En 100 descriptions d'images fixes ou animées, assorties de citations d'acteurs des grands et des petits carnages modernes et contemporains, un regard cru, brutal et acéré, sur la haine, la cruauté et le meurtre de masse. Une expérience décapante et salutaire.
Sur le blog Charybde 27 : https://charybde2.wordpress.com/2022/07/20/note-de-lecture-
tueurs-jean-michel-espitallier/
Le fait de donner la mort (et de la recevoir) est partie intégrante de la guerre depuis que celle-ci existe, autant dire depuis toujours. Pourtant, il y a un stade nettement supplémentaire dans l'assassinat légitimé par l'autorité, qu'elle soit nationale ou proclamée comme telle ou quasi-telle : celui du meurtre perpétré avec une certaine jubilation, comme en se jouant d'une difficulté ou même comme en y prenant plaisir – ajoutant à un sens du devoir inévitable une authentique délectation ou, plus prosaïquement, un moyen de tromper l'ennui et l'attente. C'est à ces meurtres-là que s'est intéressé, en un extraordinaire montage d'images « réelles » (fixes ou animées) racontées sur papier, entrecoupées de bribes occasionnelles d'interviews de
tueurs et de témoins, données à lire telles quelles sans commentaires, sans voix off et sans glose, le poète
Jean-Michel Espitallier.
Davantage encore que les analyses historiques et philosophiques sur récits et documents pratiquées avec un immense talent de scientifique et de conteur par paradoxal par
Christian Ingrao (« Croire et détruire », 2010, qui se penchait sur le parcours d'initiation nazi menant de jeunes intellectuels d'extrême-droite réputés brillants à la direction de sonderkommandos assassinant en masse les Juifs ukrainiens ou lituaniens) ou par
Harald Welzer («
Les Exécuteurs : des hommes normaux aux meurtriers de masse », 2005), davantage même que les témoignages sans aucun fard, ni côté victimes ni côté bourreaux, recueillis et assemblés par
Jean Hatzfeld au Rwanda dans ses «
Dans le nu de la vie » (2000) et «
Une saison de machettes » (2003), trois auteurs que
Jean-Michel Espitallier cite en bon rang dans ses précieuses sources en fin d'ouvrage, «
Tueurs », publié chez Inculte en mai 2022, communique la pleine puissance et la sauvagerie glacée de cette horreur nue, mélange de folie, de cruauté, d'entraînement et d'un je-ne-sais-quoi (qui n'est certainement pas ici un presque-rien) demeurant indéfinissable – qui entache pourtant si durablement l'espèce humaine.

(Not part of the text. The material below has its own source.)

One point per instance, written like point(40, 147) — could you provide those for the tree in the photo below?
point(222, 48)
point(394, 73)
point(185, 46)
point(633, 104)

Loin certainement de toute idée de banalité – ou de banalisation – du mal (dont sont souvent friands celles et ceux qui aiment bien renvoyer dos à dos victimes et bourreaux, dont les rôles seraient interchangeables en fonction de la direction d'où soufflerait le vent de l'Histoire),
Jean-Michel Espitallier pratique ici une redoutable opération à vertu potentiellement prophylactique. Détournant avec une audace folle les moyens techniques propres à la poésie (dans un usage si différent de ceux qu'on lui connaissait par exemple dans « L'invention de la course à pied », dans « Syd Barrett » ou dans «
Cow-boy », mais sans doute déjà présent, au moins à l'état de traces, dans son « Army »), il nous permet de saisir par les mots tout ce qui se joue dans l'arrière-plan des photos, et tout ce que l'image se refuse à dire toute seule – comme d'ailleurs, comme rétrospectivement balbutiante dans son horreur, son cynisme ou son incrédulité, la parole elle-même des acteurs concernés. Il faut beaucoup de courage et de talent pour pouvoir ainsi rediriger l'art vers une cible si proche de l'indicible, de la seule sidération face à ce qui nous dépasse tant en apparence, de manière à nous en procurer une intellection supplémentaire ne passant pas nécessairement par le seul intellect.